The article first introduces the file content structure of qqwry.dat. Then according to its characteristics, we can write to read the content of the qqwry.dat ip library to find the content we want.
First, let’s take a look at the content structure of the QQWry.Data file and how to interpret it.
1. File structure
Files are mainly divided into three structures
1. File header, 8 bytes;
2. Data recording area, variable length;
3. Index Area, the length is an integer multiple of 7;
2. File header
The 8 bytes of the file header are divided into two parts, each part is 4 bytes, respectively specifying the starting address and the index area end address. Therefore, the total number of records can be calculated by dividing the difference between the two addresses by 7 and then adding 1.
2. Recording area
The data in the recording area needs to obtain the starting position of each data through the data in the index area; the data in this area records the end address of the IP address and the region string; all regional characters Strings end with 0×00.
3. Index area
To retrieve the area corresponding to the IP, the key is to find the index content corresponding to the IP starting address. An IP index data contains 7 bytes, the first 4 bytes are the starting value of the IP address, and the last 3 bytes are the offset address of the corresponding IP data record in the file; in the IP data record, the first 4 bytes The stanza is the IP end address; the data that follows has two patterns: 0×01 pattern and 0×02 pattern.

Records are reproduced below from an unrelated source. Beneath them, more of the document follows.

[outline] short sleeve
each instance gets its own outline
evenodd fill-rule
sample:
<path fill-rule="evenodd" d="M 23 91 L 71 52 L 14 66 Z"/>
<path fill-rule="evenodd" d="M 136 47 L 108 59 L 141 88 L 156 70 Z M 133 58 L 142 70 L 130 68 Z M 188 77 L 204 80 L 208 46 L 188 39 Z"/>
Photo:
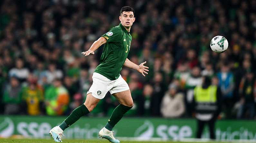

0×01 mode, that is, the 5th byte of the IP data is 0×01, and the next 3 bytes are the offset address of the country and region data; the country and region data includes the country and region these two strings. That is,
————————————————————
4 bytes | 3 bytes redirection 0x NN NN NN -> File offset of country and region data Shift address
————————————————————
0×02 mode, that is, the 5th byte of IP data is 0× 02, then the next 3 bytes are the offset address of the national data, and the regional data is the following string, ending with 0×00. i.e.
——————————————————————————–
4 bytes | 3 bytes Redirect 0x NN NN NN -> Country File offset address of data | Region string | 0×00
————————————————————————————–
for In the country and region data obtained by the 0×01 pattern, it may also contain a redirection structure, that is,
————————————–
Country string | 0×00 | Region string | 0×00
————————————–
or
—————————————————— ————-
Country string | 0×00 | 0×02 | 3 bytes 0x NN NN NN -> File offset address of region string
—————————— ————————————————-
For the former case, it is relatively simple, just read the two string data directly; for the latter case, you need Redirect again to the offset address of the region string, and then read to 0×00 as the end of the string.
For this method of mapping actual string values by address, the main function is to avoid repeated recording of string values. There are too many identical string records in the entire IP address library file. Using a 3-byte mapped address saves much space than repeatedly recording string values.
PHP code reading operation QQWry.dat file:
The code is as follows | Copy code |
function bin2ip($bin){ //------------------------ -------------------------------- $index_begin = implode('', unpack('L', $c)); $ip_num = ($index_end - $index_begin) / 7 + 1; echo "index begin at: $index_beginn"; $output = ''; for($i = 0; $i < $ip_num; $i++){ //The file pointer points to each Get the index data (7 bytes) of the IP data file on $ip3 = fread($f, 3); //IP record offset address $dataseek = implode('', unpack('L', $ip3 . chr(0)) ); //Point to the record area $dataseek location to find the record $area = ''; //Read a flag bit $flag = fread($f, 1) ; //If the area is redirected |
This function we What I see most are the file operation related functions such as fopen, fseek, and fread. Friends in need can take a look.